Any user can use SQL SELECT statements to query an SMI table, but standard users cannot execute statements other than SELECT. Attempts to do so result in permission errors. The administrator can execute SQL statements other than SELECT, but the results of such statements are unpredictable.

Dynamic Server provides the sysadtinfo and sysaudit tables. Only user informix on UNIX or members of the Informix-Admin group on Windows can query sysadtinfo and sysaudit.

You cannot use dbschema or dbexport on any of the tables in the sysmaster database. If you do, the database server generates the following error message:

Database has pseudo tables - can't build schema

SELECT Statements

You can use SELECT statements on SMI tables wherever you can use SELECT against ordinary tables (from DB–Access, in an SPL routine, with ESQL/C, and so on) with one restriction: you cannot (meaningfully) reference rowid when you query SMI tables. SELECT statements that use rowid do not return an error, but the results are unpredictable.
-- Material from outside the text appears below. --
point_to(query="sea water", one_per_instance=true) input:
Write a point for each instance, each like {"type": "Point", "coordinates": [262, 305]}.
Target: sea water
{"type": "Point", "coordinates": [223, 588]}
All standard SQL syntax, including joins between tables, sorting of output, and so on, works with SMI tables. For example, if you want to join an SMI table with a non-SMI table, name the SMI table with the following standard syntax:

sysmaster[@dbservername]:[owner.]tablename

Triggers and Event Alarms

Triggers based on changes to SMI tables never run. Although you can define triggers on SMI tables, triggers are activated only when an INSERT, UPDATE, or DELETE statement occurs on a table. The updates to the SMI data occur within the database server, without the use of SQL, so a trigger on an SMI table is never activated, even though the data returned by a SELECT statement indicates that it should be.
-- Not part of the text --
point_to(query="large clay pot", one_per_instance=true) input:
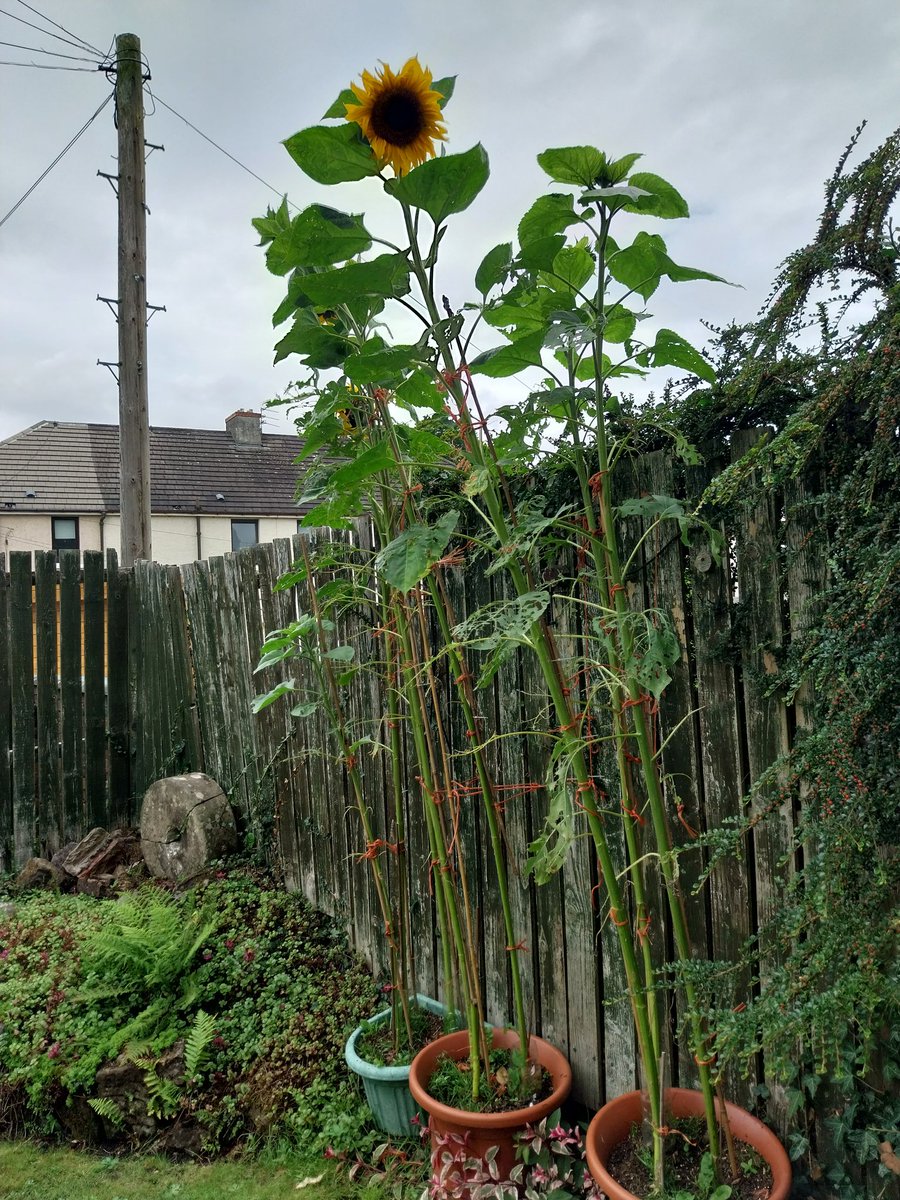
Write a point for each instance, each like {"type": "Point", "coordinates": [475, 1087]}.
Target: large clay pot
{"type": "Point", "coordinates": [486, 1129]}
{"type": "Point", "coordinates": [613, 1123]}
To create an event alarm, query for a particular condition at predefined intervals, and execute an SPL routine if the necessary conditions for the alarm are met.

SPL and SMI Tables

You can access SMI tables from within a SPL routine. When you reference SMI tables, use the same syntax that you use to reference a standard table.

Locking and SMI Tables

The information in the SMI tables changes based on the database server activity. However, the database server does not update the information using SQL statements. When you use SMI tables with an isolation level that locks objects, it prevents other users from accessing the object, but it does not prevent the data from changing. In this sense, all the SMI tables have a permanent Dirty Read isolation level.